One way to allow all accesses to HDFS, and let hive do the authorization. So hive runs as root in terms of HDFS.
The other way is to plug in HDFS authorization to Hive layer, and only accept one access if both of Hive and HDFS say YES. A user belongs to different unix groups, and set hdfs permission based on the unix group. [ I am not sure about how many groups a user can have in terms of HDFS. I mean how many group settings you can put to a hdfs file. Let's simply say i want these 2 groups to be able to read the file.] The another problem is the column level privileges.
This is very open for discussion, please comment on it.
About the proposal, there is one authorization rule that we are not sure about.
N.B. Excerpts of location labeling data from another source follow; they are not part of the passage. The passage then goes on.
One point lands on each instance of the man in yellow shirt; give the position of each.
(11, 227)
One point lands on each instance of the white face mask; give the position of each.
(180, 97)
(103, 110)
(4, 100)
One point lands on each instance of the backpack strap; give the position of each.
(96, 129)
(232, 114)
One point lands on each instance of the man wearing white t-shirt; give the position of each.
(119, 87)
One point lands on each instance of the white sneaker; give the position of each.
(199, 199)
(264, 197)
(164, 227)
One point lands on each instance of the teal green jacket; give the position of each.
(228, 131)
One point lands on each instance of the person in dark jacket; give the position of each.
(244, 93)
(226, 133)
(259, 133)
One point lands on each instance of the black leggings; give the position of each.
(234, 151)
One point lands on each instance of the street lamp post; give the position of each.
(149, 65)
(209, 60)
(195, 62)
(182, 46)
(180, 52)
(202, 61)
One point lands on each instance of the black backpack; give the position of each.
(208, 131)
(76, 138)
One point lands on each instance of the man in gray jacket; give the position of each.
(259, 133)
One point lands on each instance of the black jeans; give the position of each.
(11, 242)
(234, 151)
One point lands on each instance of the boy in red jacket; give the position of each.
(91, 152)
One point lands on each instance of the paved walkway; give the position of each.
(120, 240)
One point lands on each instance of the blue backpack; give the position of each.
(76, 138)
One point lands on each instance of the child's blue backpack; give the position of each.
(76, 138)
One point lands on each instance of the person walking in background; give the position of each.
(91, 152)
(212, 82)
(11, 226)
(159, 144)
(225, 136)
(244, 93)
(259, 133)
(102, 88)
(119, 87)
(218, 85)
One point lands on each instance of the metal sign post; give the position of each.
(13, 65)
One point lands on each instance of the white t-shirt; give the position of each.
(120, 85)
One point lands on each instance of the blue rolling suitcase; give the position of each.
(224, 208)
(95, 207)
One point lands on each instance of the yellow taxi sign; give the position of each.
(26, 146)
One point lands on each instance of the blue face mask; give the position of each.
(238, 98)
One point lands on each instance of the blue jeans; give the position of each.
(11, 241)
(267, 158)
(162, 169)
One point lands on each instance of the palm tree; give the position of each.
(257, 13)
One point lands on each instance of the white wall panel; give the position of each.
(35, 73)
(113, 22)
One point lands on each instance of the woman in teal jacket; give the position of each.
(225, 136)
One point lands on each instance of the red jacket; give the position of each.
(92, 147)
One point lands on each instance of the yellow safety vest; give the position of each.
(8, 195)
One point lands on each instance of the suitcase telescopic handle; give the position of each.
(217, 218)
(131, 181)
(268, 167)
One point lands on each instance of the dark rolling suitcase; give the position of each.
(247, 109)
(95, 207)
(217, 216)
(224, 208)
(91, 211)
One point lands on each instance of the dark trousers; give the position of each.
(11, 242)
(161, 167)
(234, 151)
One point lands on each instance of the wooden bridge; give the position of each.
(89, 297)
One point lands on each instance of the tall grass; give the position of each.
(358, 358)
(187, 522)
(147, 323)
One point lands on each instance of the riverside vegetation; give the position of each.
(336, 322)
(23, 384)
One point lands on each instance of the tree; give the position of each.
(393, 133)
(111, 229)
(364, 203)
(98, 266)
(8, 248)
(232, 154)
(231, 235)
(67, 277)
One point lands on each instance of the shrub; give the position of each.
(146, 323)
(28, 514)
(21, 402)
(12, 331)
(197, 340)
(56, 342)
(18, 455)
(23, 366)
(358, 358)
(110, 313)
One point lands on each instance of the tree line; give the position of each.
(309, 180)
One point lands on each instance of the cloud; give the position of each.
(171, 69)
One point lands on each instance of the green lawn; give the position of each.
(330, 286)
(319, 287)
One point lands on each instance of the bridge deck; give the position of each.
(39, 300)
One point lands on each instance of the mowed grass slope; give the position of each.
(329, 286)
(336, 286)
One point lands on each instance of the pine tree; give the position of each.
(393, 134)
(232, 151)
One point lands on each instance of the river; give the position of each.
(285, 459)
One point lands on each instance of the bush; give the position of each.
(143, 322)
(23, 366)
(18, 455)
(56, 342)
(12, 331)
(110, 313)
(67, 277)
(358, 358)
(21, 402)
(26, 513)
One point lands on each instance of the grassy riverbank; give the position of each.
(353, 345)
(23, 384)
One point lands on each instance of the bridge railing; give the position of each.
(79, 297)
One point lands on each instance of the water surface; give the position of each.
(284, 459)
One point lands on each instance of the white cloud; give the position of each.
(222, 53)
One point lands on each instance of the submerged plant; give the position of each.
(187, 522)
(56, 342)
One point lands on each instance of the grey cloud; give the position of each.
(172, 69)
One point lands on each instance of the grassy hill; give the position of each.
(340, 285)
It's the simple rule: one deny then deny.
Let's say this example:
5.3.1 I want to grant everyone (new people may join at anytime) to db_name.*, and then later i want to protect one table db_name.T from ALL users but a few
1) Add all users to a group 'users'. (assumption: new users will automatically join this group). And grant 'users' ALL privileges to db_name.*
2) Add those few users to a new group 'users2'. AND REMOVE them from 'users'
3) DENY 'users' to db_name.T
4) Grant ALL on db_name.T to users2
The main problem in this approach is that "REMOVE them from 'users'" is not practicable.
The other options that we have thought about is another rule.
First try user name:
first try to deny this access by look up the deny tables by user name:
1. If there is an entry in 'user' that deny this access, return DENY
2. If there is an entry in 'db' that deny this access, return DENY
3. If there is an entry in 'table' that deny this access, return DENY
4. If there is an entry in 'column' that deny this access, return DENY
If we got one deny, will return deny for this attempt.
if deny failed, go through all privilege levels with the user name:
5. If there is an entry in 'user' that accept this access, return ACCEPT
6. If there is an entry in 'db' that accept this access, return ACCEPT
7. If there is an entry in 'table' that accept this access, return ACCEPT
8. If there is an entry in 'column' that accept this access, return ACCEPT
Second try the user's group/role names one by one until we get an ACCEPT. If we get an ACCEPT from one group/role, will ACCEPT this access. Else deny.
For each role/group, we do the same routine as we did for user name.
The problem with this approach is it's a little bit complex and we did not find any system that use this. For mysql, there is no deny. For sql server, it's one deny then deny.